One of the clearest examples of Ẓahīr’s distortion of foundational sources is his manipulation of the Arabic term ahl, a word central to Qur’anic interpretation and theological discourse, particularly in debates over the identity of Ahl al-Bayt. In the authoritative lexicon Tāj al-ʿArūs min Jawāhir al-Qāmūs, Al-Zabīdī draws a crucial distinction between literal and figurative uses of the term:

الْأَهْلُ لِلْمَذْهَبِ: مَنْ يَدِينُ بِهِ وَيَعْتَقِدُهُ، وَمِنَ الْمَجَازِ: الْأَهْلُ لِلرَّجُلِ: زَوْجَتُهُ، وَيَدْخُلُ فِيهِ الْأَوْلَادُ

The ahl of a madhhab are those who follow and believe in it. Figuratively ومن المجاز, the ahl of a man is his wife, and this includes his children.
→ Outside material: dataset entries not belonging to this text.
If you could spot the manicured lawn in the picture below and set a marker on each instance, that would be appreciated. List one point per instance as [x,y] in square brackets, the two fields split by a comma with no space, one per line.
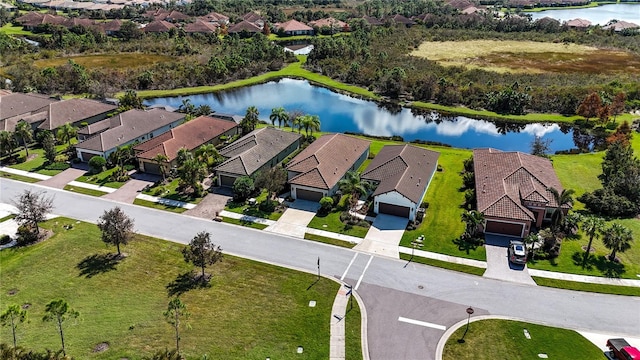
[158,206]
[250,311]
[81,190]
[579,286]
[331,222]
[504,339]
[327,240]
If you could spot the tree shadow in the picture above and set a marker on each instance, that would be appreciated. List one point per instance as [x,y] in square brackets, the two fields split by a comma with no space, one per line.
[185,282]
[97,264]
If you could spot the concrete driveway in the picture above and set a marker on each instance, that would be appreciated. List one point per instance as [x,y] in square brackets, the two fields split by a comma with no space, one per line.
[498,265]
[295,219]
[384,236]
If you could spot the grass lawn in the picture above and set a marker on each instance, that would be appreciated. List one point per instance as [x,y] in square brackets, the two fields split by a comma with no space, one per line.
[327,240]
[331,222]
[579,286]
[18,177]
[170,191]
[158,206]
[504,339]
[250,311]
[85,191]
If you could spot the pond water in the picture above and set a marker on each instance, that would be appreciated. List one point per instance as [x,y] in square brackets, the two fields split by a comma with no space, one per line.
[342,113]
[600,15]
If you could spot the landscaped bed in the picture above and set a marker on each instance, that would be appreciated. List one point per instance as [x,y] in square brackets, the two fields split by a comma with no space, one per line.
[254,310]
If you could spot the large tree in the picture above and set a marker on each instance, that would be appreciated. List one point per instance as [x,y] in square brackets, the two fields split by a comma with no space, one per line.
[33,208]
[58,311]
[202,252]
[176,315]
[617,238]
[116,227]
[13,316]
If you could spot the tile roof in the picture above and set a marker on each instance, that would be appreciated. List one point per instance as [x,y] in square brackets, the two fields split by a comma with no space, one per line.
[71,111]
[323,163]
[128,126]
[256,149]
[189,135]
[406,169]
[505,179]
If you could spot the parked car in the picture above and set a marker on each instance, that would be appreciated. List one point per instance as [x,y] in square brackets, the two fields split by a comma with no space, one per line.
[621,350]
[517,252]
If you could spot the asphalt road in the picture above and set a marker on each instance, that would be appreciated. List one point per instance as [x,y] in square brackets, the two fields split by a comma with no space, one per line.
[390,290]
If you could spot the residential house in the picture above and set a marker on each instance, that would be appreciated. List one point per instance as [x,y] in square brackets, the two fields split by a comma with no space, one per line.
[259,150]
[316,171]
[512,191]
[190,135]
[124,129]
[402,174]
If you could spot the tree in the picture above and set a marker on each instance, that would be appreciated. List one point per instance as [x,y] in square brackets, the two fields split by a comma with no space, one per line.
[617,238]
[116,227]
[67,132]
[33,208]
[562,199]
[58,311]
[202,252]
[176,314]
[13,316]
[593,226]
[25,133]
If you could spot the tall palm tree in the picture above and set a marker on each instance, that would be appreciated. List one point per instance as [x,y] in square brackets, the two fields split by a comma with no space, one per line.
[25,133]
[563,199]
[593,226]
[617,238]
[66,132]
[354,185]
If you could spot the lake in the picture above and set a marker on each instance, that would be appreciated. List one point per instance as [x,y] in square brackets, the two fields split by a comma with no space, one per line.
[600,15]
[342,113]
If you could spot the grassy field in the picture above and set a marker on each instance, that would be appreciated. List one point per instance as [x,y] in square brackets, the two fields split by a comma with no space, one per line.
[503,339]
[250,311]
[107,61]
[528,56]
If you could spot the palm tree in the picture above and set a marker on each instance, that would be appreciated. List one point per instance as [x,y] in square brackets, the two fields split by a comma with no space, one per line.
[25,133]
[354,185]
[617,238]
[161,160]
[66,132]
[593,226]
[563,199]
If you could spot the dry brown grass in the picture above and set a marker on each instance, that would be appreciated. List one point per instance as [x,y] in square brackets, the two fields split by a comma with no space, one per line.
[528,56]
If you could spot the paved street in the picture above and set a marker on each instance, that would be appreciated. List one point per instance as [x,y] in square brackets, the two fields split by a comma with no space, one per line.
[389,289]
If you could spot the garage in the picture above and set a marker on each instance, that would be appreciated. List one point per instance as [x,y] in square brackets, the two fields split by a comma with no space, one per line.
[391,209]
[310,195]
[227,180]
[502,228]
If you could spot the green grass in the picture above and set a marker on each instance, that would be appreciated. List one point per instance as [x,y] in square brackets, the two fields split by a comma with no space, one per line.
[158,206]
[444,264]
[18,177]
[244,223]
[81,190]
[333,224]
[504,339]
[251,310]
[579,286]
[327,240]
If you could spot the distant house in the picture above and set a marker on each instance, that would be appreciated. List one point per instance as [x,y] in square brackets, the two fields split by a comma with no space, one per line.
[190,135]
[512,191]
[259,150]
[294,27]
[316,171]
[402,174]
[124,129]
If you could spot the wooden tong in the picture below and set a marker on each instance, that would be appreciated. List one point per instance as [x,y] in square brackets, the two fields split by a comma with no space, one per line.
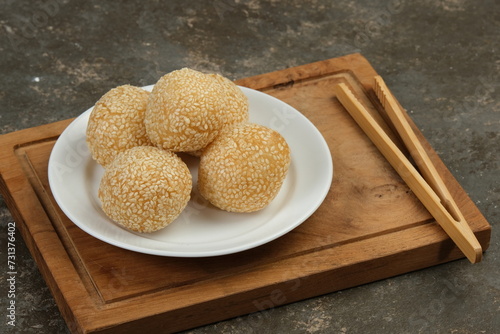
[428,186]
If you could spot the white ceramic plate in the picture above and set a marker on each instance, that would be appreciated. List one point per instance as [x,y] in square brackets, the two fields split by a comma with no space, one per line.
[201,230]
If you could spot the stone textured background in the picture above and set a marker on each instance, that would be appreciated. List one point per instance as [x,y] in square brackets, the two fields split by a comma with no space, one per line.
[439,57]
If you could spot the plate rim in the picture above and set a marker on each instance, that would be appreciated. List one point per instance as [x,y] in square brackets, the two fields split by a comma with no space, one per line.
[225,251]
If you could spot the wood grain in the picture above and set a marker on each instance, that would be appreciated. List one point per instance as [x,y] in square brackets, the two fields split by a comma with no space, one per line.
[370,226]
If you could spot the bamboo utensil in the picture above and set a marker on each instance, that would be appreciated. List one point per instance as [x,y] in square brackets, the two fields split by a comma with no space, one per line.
[428,187]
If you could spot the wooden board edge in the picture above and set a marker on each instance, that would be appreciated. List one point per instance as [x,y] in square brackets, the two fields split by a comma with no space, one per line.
[293,286]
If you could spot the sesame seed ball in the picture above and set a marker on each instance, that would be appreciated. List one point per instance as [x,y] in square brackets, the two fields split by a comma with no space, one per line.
[236,111]
[116,123]
[187,109]
[145,188]
[244,169]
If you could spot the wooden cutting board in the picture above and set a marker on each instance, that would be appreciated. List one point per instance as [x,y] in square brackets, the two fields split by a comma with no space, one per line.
[369,227]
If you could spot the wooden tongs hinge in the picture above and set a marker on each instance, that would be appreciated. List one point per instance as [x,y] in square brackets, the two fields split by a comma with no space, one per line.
[427,186]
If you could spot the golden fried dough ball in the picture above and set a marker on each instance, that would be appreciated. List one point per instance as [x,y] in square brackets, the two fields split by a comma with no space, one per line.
[117,123]
[145,188]
[236,111]
[187,109]
[243,169]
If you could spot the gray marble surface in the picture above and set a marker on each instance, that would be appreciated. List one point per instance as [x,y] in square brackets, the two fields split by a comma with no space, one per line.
[439,57]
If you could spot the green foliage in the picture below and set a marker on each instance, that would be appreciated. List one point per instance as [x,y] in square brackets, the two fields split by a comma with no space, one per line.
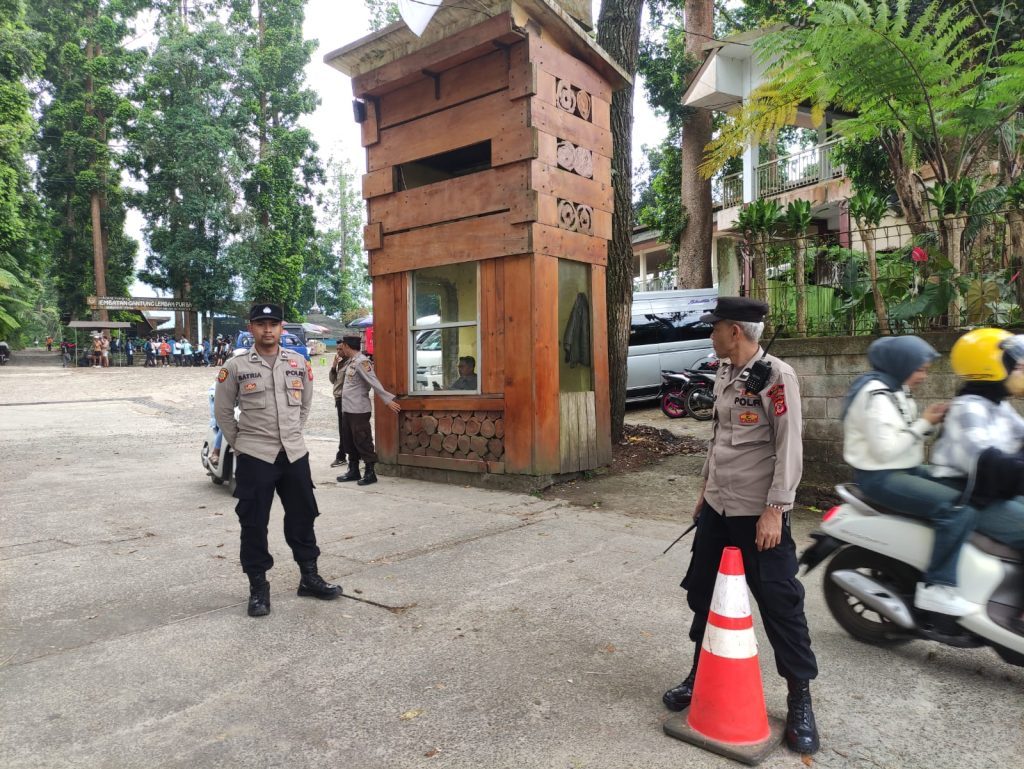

The phrase ومن المجاز figuratively is decisive. It explicitly establishes that applying ahl to one’s wife and children is not literal, but context-dependent.

Ẓahīr, however, deliberately erased this term in his book Shia and Ahl al-Bayt, rendering it as:

The ahl of a madhhab are its followers. The ahl of a man is his wife which extends also to his children.

(Shīʿah wa Ahl al-Bayt page 7)

https://ar.lib.eshia.ir/86657/14/36?utm_source=chatgpt.com

By removing figuratively, Ẓahīr presents the meaning as literal and inherent. This subtle but deliberate distortion directly affects the interpretation of verses such as:

 

إِنَّمَا يُرِيدُ اللَّهُ لِيُذْهِبَ عَنكُمُ الرِّجْسَ أَهْلَ الْبَيْتِ (33:33)

The implication is clear: ahl must mean wife in the most direct sense, excluding other interpretations that support the Shiʿah position.

To illustrate, imagine a legal clause:

The term dependent refers to a spouse or child who relies financially on the claimant. Figuratively, it may also be applied to live-in companions or elderly parents, depending on the context.

If a lawyer removes figuratively and presents it as:

The term dependent refers to a spouse, child, live-in companion, or elderly parent, the legal scope is rewritten, giving equal weight to what was expressly non-literal. This is not simplification—it is fraud. Ẓahīr’s removal of ومن المجاز is theological forgery, deliberately narrowing interpretive boundaries to exclude members of the Prophet’s household. This is not a minor footnote error—it is textbook manipulation of language to reshape belief.